Great to hear you're home safely and can't wait to see lots of photos in her new forever home. Best wishes, Karen x


----------



## JoJo (Mar 2, 2011)

Carol said:


> Lol of course! Any excuse to post a picture of my baby! I think she is more apricot with toffee ears but after her bath in the last pic she looks quite creamy. here are a few ...Do you think /eevee is getting darker? xx


ahh Ellie is a darling .. she looks more like my Honey actually.. I think she is cream, darker ears are just like Honey's 

Eevee is not like Ellie at all, I thought Ellie was white from the little pics.... lovely to see pic .. thank you xx


----------



## JoJo (Mar 2, 2011)

Vic3112 said:


> Well guys she is here!!! She didn't sleep at all on the journey home (1 hour) and was far more interested in what was going on around her.
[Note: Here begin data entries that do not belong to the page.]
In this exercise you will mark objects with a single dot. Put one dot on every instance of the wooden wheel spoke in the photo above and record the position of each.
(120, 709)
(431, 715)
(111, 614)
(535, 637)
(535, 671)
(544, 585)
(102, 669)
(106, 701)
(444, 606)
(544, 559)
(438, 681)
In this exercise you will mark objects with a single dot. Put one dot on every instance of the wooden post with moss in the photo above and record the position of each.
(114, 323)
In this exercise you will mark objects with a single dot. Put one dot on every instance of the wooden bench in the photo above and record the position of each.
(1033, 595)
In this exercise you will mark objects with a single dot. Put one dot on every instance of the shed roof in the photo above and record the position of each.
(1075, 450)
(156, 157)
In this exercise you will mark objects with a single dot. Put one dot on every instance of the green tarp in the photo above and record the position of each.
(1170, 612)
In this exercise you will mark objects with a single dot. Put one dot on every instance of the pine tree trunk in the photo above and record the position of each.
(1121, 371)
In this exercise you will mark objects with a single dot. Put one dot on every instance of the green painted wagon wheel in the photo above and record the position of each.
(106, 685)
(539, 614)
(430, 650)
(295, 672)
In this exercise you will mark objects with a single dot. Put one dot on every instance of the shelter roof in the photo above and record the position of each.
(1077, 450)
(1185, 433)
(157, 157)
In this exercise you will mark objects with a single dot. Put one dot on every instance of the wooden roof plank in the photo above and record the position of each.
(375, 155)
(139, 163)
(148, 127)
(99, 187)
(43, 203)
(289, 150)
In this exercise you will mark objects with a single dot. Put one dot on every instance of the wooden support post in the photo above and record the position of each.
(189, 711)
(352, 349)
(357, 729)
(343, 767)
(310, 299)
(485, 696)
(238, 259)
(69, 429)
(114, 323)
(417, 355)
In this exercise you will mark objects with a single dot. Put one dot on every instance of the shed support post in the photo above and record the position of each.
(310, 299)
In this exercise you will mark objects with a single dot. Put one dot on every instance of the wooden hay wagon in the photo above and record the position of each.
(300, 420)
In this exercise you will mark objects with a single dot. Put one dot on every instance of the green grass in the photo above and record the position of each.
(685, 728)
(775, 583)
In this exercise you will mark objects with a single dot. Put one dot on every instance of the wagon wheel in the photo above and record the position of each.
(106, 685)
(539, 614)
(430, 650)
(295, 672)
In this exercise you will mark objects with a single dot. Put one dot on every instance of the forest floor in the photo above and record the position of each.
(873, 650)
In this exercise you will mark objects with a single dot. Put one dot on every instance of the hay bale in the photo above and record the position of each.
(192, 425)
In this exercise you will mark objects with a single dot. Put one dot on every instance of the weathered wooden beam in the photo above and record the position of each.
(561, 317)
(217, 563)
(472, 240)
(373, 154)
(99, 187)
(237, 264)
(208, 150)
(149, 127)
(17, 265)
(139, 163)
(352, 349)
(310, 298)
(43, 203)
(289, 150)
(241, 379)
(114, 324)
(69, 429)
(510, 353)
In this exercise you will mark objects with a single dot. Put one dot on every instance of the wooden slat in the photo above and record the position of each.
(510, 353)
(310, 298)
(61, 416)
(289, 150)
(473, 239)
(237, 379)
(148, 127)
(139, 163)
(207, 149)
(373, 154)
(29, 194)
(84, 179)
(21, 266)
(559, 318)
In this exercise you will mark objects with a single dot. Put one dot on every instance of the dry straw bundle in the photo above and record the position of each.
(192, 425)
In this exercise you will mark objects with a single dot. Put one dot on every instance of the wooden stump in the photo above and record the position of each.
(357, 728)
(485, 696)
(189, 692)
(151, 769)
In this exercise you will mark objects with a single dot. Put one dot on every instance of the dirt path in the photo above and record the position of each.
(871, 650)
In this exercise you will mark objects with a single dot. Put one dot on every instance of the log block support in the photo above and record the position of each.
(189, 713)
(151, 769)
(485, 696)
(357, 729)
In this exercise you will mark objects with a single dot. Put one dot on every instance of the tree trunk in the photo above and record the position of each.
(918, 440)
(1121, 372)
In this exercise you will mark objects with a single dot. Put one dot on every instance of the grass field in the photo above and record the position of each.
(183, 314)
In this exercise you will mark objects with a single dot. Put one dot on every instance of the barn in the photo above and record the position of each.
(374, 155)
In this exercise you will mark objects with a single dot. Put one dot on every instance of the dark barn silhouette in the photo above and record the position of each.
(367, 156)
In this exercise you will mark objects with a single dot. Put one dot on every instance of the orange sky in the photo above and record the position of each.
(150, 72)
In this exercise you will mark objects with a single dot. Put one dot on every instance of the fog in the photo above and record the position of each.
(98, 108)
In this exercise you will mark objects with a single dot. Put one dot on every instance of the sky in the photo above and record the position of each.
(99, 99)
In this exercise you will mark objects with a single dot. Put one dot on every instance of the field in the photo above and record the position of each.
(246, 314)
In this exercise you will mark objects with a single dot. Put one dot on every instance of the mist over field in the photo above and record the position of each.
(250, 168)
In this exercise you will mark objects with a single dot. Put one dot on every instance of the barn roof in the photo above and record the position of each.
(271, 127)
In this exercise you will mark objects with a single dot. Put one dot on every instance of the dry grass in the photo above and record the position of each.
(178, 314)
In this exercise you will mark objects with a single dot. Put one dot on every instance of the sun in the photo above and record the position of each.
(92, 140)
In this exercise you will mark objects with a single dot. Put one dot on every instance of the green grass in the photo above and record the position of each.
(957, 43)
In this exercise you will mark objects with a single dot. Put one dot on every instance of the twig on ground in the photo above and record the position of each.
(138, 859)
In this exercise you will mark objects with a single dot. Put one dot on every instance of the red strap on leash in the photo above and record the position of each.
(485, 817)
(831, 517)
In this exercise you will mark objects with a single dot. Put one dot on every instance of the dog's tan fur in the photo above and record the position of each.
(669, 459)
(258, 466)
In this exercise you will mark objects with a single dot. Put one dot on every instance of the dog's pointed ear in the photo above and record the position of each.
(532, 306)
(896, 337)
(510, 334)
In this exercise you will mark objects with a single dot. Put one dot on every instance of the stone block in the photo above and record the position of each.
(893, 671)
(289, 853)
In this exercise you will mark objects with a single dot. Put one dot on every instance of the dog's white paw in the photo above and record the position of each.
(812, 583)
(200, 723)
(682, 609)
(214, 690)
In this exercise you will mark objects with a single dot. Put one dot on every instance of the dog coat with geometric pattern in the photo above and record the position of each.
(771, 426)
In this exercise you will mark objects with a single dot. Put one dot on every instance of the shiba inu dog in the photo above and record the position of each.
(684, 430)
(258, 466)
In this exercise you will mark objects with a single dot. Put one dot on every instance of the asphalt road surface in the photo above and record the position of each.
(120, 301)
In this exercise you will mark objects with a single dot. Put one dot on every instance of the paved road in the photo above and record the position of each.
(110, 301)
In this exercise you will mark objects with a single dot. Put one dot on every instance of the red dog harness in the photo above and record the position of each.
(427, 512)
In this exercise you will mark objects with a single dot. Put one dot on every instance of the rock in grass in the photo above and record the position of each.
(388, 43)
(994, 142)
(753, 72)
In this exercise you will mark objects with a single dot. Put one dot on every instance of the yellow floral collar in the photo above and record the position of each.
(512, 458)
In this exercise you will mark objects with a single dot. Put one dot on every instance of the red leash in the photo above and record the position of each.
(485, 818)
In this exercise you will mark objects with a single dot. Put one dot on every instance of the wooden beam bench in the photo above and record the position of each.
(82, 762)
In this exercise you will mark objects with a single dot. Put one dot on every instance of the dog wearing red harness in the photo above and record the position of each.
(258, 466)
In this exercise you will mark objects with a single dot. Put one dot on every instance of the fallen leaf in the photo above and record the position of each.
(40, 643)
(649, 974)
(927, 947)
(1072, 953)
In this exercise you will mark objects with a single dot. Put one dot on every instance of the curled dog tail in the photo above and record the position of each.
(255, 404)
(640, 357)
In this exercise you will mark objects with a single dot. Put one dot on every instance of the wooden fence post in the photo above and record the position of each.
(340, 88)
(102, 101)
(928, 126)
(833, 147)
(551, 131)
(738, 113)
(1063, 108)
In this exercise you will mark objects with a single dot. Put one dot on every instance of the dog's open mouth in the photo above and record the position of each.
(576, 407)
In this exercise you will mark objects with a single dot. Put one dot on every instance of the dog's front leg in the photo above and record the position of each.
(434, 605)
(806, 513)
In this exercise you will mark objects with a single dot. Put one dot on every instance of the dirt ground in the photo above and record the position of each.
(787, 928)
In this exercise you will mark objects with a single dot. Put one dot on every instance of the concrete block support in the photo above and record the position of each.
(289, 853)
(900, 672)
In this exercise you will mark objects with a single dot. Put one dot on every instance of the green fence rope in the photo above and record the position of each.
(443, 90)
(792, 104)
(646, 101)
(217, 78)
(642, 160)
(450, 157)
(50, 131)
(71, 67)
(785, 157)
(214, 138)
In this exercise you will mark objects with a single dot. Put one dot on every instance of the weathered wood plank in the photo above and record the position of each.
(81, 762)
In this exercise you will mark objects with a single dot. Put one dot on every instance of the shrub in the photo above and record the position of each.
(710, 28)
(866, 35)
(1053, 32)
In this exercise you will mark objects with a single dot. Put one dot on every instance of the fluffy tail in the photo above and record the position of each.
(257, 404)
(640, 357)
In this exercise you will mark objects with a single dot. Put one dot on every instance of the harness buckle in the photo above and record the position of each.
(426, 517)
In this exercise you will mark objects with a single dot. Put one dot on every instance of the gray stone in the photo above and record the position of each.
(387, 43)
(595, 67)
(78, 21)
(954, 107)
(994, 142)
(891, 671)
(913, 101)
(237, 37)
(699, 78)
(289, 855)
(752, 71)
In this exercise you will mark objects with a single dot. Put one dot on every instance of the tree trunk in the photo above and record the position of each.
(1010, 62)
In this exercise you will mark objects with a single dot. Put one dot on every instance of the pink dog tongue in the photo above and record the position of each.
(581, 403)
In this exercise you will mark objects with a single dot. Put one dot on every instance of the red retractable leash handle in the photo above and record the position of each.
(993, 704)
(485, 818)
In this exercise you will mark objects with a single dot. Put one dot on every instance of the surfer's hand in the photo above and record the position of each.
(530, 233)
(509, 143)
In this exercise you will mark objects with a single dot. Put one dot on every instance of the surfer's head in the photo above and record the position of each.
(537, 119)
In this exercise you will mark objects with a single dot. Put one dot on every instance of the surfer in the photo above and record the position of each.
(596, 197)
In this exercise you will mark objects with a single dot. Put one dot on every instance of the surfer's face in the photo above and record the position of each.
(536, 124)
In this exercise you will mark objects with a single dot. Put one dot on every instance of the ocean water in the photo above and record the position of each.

We got to about 5 minutes before home and she was sick - bless her. She has pooed outside already and only done a little wee in the house. Our cats don't seem too fazed by her which is good. We love her so much already!!! xx


excellent news .... she is home .... please keep us posted Victoria and most of all remember we are here to help you, even if it seems a strange question, we have all been through it and will help out if we can xxxx

Enjoy being a cockapoo owner .. xxx


----------



## sharplesfamily (Apr 28, 2011)

Brilliant news Victoria! Enjoy every minute!!!


----------



## Carol (Jun 12, 2011)

Glad she's home now, have lots of fun with her! x


----------



## Salfordnurse (May 4, 2011)

Glad Maisie is home safe and sound, now the fun starts!!!!!, and like everyone else says, chop chop with the pictures!!! lol 

Simon & Poppy


----------



## MillieDog (Jun 1, 2011)

Welcome aboard Victoria, looking forward to seeing photos of Maisie. :wave:

Carol that is one very pretty looking puppy


----------



## Carol (Jun 12, 2011)

MillieDog said:


> Welcome aboard Victoria, looking forward to seeing photos of Maisie. :wave:
> 
> Carol that is one very pretty looking puppy


Thanks!  I think she is, but then she's my baby!  x


----------